Mladenovic und Babos gewannen zuvor bereits die Australian Open 2018 und die French Open 2019 gemeinsam. Hsieh Su-Wei wird am Montag wieder an die Spitze der Doppel-Weltrangliste zurückkehren und ihre Doppelpartnerin Strycova ablösen. Wegen der Temperaturen um die 43 Grad wurde das Doppel unter dem geschlossenen Dach der Rod-Laver-Arena gespielt.

+++++30. Januar 2020+++++

Novak Djokovic besiegt Roger Federer in drei Sätzen und zieht ins Finale ein

Novak Djokovic hat auch die Wimbledon-Revanche gegen Roger Federer für sich entschieden und greift bei den Australian Open nach seinem achten Titel. Das 50. Duell der beiden Tennis-Stars gewann der 32-Jährige am Donnerstag in Melbourne nach einem zunächst kuriosen und dann einseitigen Spielverlauf in drei Sätzen mit 7:6 (7:1), 6:4, 6:3. An die Spannung des längsten Wimbledon-Endspiels der Turnier-Historie im vergangenen Sommer reichte das erste Grand-Slam-Wiedersehen der beiden nicht heran.

Djokovic setzte seine beeindruckende Bilanz bei seinem Lieblingsturnier fort. Sieben Mal stand er im Halbfinale, sieben Mal zog er nicht nur ins Endspiel ein, sondern gewann anschließend auch den Titel. Am Sonntag trifft der Weltranglisten-Zweite auf den Hamburger Alexander Zverev oder den Österreicher Dominic Thiem.

Bei den Damen erreichten überraschend Sofia Kenin und Garbiñe Muguruza das Endspiel am Samstag. Die Amerikanerin Kenin stoppte bei extremer Hitze von Temperaturen um die 39 Grad die australische Lokalmatadorin Ashleigh Barty. Mit dem 7:6 (8:6), 7:5 beendete die 21-Jährige die Hoffnungen der Weltranglisten-Ersten, als erste Australierin seit 1978 den Heim-Grand-Slam zu gewinnen. Die zweimalige Grand-Slam-Siegerin Muguruza, in der jüngeren Vergangenheit keine Protagonisten der Damen-Szene mehr, bezwang die rumänische Wimbledonsiegerin Simona Halep ebenfalls 7:6 (10:8), 7:5.

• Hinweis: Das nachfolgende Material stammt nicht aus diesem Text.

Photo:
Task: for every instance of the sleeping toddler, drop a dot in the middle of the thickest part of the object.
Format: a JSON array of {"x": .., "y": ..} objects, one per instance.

So wie sich Djokovic am Tag vor dem Halbfinal-Debüt von Zverev präsentierte, hat er alle Chancen, mit seinem 17. Grand-Slam-Titel näher an den Schweizer Federer heranzurücken (20). Federer startete zwar hervorragend und führte mit 5:2, doch dann ließ Djokovic seinem Dauerrivalen nur noch wenige Chancen - auch im klar gewonnenen Tiebreak. Im Finale von Wimbledon über fünf Sätze hatte der Serbe alle drei Tiebreaks für sich entschieden und Federer trotz zweier Matchbälle einen Tennis-Coup verdorben.

Der Baseler nahm nach der klar vergebenen Führung im ersten Satz erneut eine medizinische Auszeit. Schon nach seinem spektakulären Viertelfinal-Erfolg nach sieben abgewehrten Matchbällen gegen den Amerikaner Tennys Sandgren hatte der Weltranglisten-Dritte von Problemen mit der Leiste berichtet.